The Portland Trail Blazers have had a topsy-turvy season, rattling off three-game winning streaks on three separate occasions, only to respond by losing at least three straight games immediately afterward each time. They’ve paired stellar defense with a stagnant offense for most of the year; they’ve also boasted the 4th-best offense and 25th-ranked defense over their last 10 games. The Blazers have maintained consistency on some fronts; Damian Lillard and, to a lesser extent, CJ McCollum have been models. But no player symbolizes the the ups and downs of their season more than Jusuf Nurkic.
Heading into the regular season, Nurkic’s stock was at an all-time high. He outperformed expectations by a wide margin in his 20-game stint with Portland last year and then showed up to training camp looking as fit as he ever has in his NBA career. He proclaimed on media day that he wanted the team to be “bad boys”. If any player appeared to fit the Blazers’ mold, Nurkic was it.
Curiously, Nurkic seemed to fall back into some old bad habits early on; namely rushing shots in the post and seemingly taking plays, or even entire games, off on the defensive end. Having browsed Denver Nuggets blogs after the trade that put Nurkic in a Blazer uniform, a contingent of their fans warned that this was his identity and what we saw last year was fool’s gold.
Nurkic’s first eight games weren’t pretty. He averaged more than 15 points a night, but took 12 shots a game to get there; shooting 41 percent. In November, things really started to click, as he averaged 16 points on 48 percent from the floor. But the month wasn’t without controversy. As the Blazers suffered back-to-back close losses at the hands of the Memphis Grizzlies and Brooklyn Nets, Jusuf Nurkic spent each fourth quarter parked on the bench; allegedly due to his inability, or unwillingness, to exert maximum effort on the defensive end.
Through December and January Nurkic’s scoring has dipped slightly, his rebounding has improved, and his field goal percentage has held steady at about 47 percent. Those numbers are better than the early part of the year, but not exactly good for a player of Nurkic’s size. Most concerning, Nurkic was allegedly benched over defensive effort yet again just last week, this time losing his second-quarter minutes to Meyers Leonard in a win over the Phoenix Suns.
While Nurkic is highly skilled and has significant room to hit his ceiling, his play evokes two major questions; why does he shoot such a poor percentage, and why has head coach Terry Stotts allegedly had to bench him three times this season over effort levels?

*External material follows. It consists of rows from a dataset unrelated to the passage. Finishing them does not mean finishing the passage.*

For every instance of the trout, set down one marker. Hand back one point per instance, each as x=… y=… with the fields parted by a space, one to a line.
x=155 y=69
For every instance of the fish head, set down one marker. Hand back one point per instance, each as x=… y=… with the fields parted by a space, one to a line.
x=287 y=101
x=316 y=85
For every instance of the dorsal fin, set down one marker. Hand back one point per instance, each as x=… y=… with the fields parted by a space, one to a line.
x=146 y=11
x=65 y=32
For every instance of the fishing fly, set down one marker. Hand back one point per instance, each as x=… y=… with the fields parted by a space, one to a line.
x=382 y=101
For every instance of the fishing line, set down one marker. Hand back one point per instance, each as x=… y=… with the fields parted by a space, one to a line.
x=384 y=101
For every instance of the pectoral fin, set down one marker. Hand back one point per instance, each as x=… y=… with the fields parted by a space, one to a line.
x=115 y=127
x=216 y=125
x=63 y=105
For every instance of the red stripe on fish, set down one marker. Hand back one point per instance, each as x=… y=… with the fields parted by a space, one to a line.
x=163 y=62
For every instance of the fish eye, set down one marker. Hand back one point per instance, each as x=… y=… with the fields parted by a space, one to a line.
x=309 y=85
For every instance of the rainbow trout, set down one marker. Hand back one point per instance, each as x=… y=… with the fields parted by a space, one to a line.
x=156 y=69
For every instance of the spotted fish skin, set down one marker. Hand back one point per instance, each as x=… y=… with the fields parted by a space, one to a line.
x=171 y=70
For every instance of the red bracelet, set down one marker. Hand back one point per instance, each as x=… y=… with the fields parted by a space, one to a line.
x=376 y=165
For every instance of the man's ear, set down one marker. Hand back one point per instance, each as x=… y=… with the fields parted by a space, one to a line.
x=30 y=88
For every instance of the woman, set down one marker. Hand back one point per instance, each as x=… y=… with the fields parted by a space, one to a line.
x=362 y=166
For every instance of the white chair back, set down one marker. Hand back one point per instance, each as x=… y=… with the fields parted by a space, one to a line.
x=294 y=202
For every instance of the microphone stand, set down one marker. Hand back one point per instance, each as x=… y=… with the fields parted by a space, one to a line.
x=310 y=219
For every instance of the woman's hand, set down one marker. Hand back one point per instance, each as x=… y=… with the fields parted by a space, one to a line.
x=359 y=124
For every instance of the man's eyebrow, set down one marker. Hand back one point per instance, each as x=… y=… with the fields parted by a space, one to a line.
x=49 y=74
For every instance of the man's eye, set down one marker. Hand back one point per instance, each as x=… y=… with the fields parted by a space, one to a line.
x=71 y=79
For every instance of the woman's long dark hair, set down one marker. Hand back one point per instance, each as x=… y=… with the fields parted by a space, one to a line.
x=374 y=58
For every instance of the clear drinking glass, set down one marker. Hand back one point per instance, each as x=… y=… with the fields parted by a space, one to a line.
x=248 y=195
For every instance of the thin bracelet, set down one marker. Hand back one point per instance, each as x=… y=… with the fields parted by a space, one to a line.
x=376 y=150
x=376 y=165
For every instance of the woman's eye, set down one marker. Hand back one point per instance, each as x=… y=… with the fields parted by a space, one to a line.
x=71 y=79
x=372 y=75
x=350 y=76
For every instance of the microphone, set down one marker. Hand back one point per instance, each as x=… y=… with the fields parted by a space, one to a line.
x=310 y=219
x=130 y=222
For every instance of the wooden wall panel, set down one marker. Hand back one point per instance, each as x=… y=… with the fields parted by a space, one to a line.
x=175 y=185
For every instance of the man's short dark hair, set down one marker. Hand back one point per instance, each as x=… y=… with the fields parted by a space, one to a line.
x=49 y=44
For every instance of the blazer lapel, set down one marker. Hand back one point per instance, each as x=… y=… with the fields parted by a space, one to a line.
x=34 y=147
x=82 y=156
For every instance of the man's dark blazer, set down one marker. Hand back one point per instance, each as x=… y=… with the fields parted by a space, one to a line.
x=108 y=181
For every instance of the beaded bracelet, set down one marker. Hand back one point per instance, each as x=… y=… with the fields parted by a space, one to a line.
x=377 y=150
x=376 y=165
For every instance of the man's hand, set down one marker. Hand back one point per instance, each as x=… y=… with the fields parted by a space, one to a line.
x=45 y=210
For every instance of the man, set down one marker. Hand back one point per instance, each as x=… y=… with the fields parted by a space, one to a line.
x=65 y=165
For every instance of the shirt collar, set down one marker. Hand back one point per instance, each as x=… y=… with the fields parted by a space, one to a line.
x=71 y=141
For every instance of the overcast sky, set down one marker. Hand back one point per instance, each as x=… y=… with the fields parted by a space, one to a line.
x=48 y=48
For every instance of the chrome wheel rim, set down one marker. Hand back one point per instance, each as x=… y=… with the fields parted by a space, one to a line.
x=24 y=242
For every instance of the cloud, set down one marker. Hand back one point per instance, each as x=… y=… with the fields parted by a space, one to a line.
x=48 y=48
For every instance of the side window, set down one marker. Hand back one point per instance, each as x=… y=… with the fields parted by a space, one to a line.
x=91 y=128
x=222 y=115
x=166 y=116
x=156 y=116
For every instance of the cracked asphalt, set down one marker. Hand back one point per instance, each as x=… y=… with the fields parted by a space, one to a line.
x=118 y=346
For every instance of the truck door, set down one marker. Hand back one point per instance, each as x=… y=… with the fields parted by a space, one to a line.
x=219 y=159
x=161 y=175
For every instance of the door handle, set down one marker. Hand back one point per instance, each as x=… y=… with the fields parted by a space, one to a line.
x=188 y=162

I’m convinced that the shooting percentage question has an easy answer: Nurkic shoots poorly from the floor because he has little to no post-up game. I’m not saying he can’t develop it down the road, or he doesn’t occasionally hit shots in the post that make fans salivate, but as of now, the team runs entirely too many post plays through Nurkic. While I do like seeing him getting involved in the offense, I just don’t like how the team has been going about it. I want to see more Nurkic/Lillard pick-and-roll action, where Nurk is free to roll to the rim if the lane is open, or find baseline cutters if opponents are forced to double. Remember that play just picking opponents apart last season? We haven’t seen enough of it this year. I don’t mind Nurkic getting a touch or two in the post each half, but until he slows down his footwork and learns to use ample size to finish through contact, I’d like to see Portland go back to what worked.
The second issue is a) more concerning, and b) not as simple to solve. Why does Jusuf Nurkic, in a contract year, coming out of a bad situation in Denver to a place where says that he feels wanted, need motivation to play hard? Having been benched multiple times purely for defensive effort is (if true) not a good sign, especially for a player that is set to get his first serious pay day if he has a great season. If anything, it’s the norm to see players overachieve during a contract year, and then relax and perform closer to a baseline once they’ve gotten their money.
But there have been multiple times this season where Nurkic just can’t be bothered to play defense, or run the court hard, or go up strong and just DUNK THE BALL. His teammates have all but called it out in post-game comments, saying things like “we need Nurkic to be aggressive”, or “he needs to play mad”. You have to wonder how frustrated they are, considering how frustrated fans can get watching him. The poor shooting at least has an explanation; he can’t make a lot of the shots he’s taking. But playing hard? Closing out on defense? These things are fully within his control. And if he’s not going to do it consistently now, when he still has a chance to make the city of Portland fall in love with him and earn a massive contract setting him up with financial security that could last him the rest of his life, then when will he?
Whether we like it or not, this team will go as Nurkic goes, especially defensively. If he wants the team to “be bad boys” it’s up to him to set the tone. While we have seen it in starts and stops over the year, it’s time for Nurkic to put it together if the Blazers are going to be relevant this season. His response against the Indiana Pacers after losing minutes to Leonard in the previous game was a good sign. But like everything else with Nurkic this year, I need to see more.